At no point in the instructions is the object of the game explained. Having played it for about four hours now, I believe that the goal is to have the experience of wandering through this medieval city, opening doors, exploring streets and rooms, and meeting the inhabitants. The things I pick up may help me on my way. If I penetrate a palace or inner temple, I may find something of great interest, but now I am wandering through rag-and -bone shops on the southern outskirts.
The game is visually beautiful. The colors and drawings evoke a cross between Japanese medieval art and the stylized characters of modern "Japanimation" feature -length cartoons. There is mood music - sometimes soothing, sometimes discordant and alarming. Sometimes the characters sing or chant.
This form of interactivity creates a reverie state that's a seductive cross between going to the movies, and exploring an unfamiliar city. I love to walk city streets - exploring London has been my obsession for years - and I never think much about where I'm going. I walk up this street and down that, finding places I didn't know I was looking for. "Cosmology of Kyoto" creates the same kind of experience, and is curiously absorbing; at some level, I am not playing a CD-ROMbased computer game, but venturing down the threatening, promising streets of an unknown city.
This kind of interactivity interests me a great more than the kind of computer games where you bop enemies on the head, fry your opponents, and shoot your way through to some kind of treasure. One of the pleasures of "Cosmology of Kyoto" (and of "Myst," a current best-seller, which I also have sampled) is that you devise the rules as you go along. The game informs you how to move among its images, and then leaves the rest up to you. There are clues and discoveries that help you decide what to do next, but in general, you are a traveler in a strange land.
Because computer games are computer-generated, of course there is no problem in creating countless scenarios, locations and actions. The clock isn't ticking on a Hollywood movie production schedule. I have no idea how many different houses, rooms, characters and sitations there are in "Cosmology of Kyoto," but so far I have explored only one small quarter of the city, and failed to exhaust its resources. There is the delicious sense that possibilities multiply without limit.

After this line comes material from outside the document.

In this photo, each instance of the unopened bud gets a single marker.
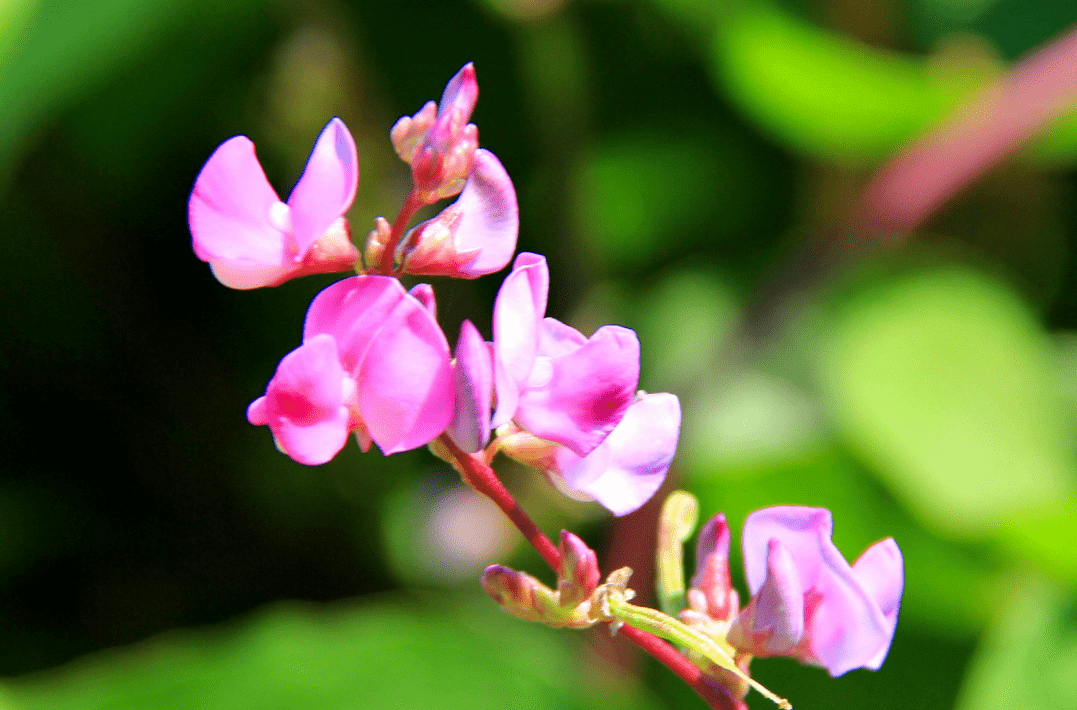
(578, 573)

One key difference between interactive movies and games is that we expect movies to be linear - to tell a story. Every time an interactive movie reaches a branch in its story trail, each choice eliminates all of the others. A game like "Cosmology of Kyoto" does not tell a story, and seemingly does not have a plot. It is more about curiosity and unshaped explorings.
My feeling is that the two art forms really have little in common, except perhaps for the invitations they issue for us to enter their worlds. When we go to the movies, we enter into the experience of the characters. In some way, we become them. When we play an interactive game, we are the central character, and we determine our own experience.
I like both feelings. It is important not to confuse one with the other.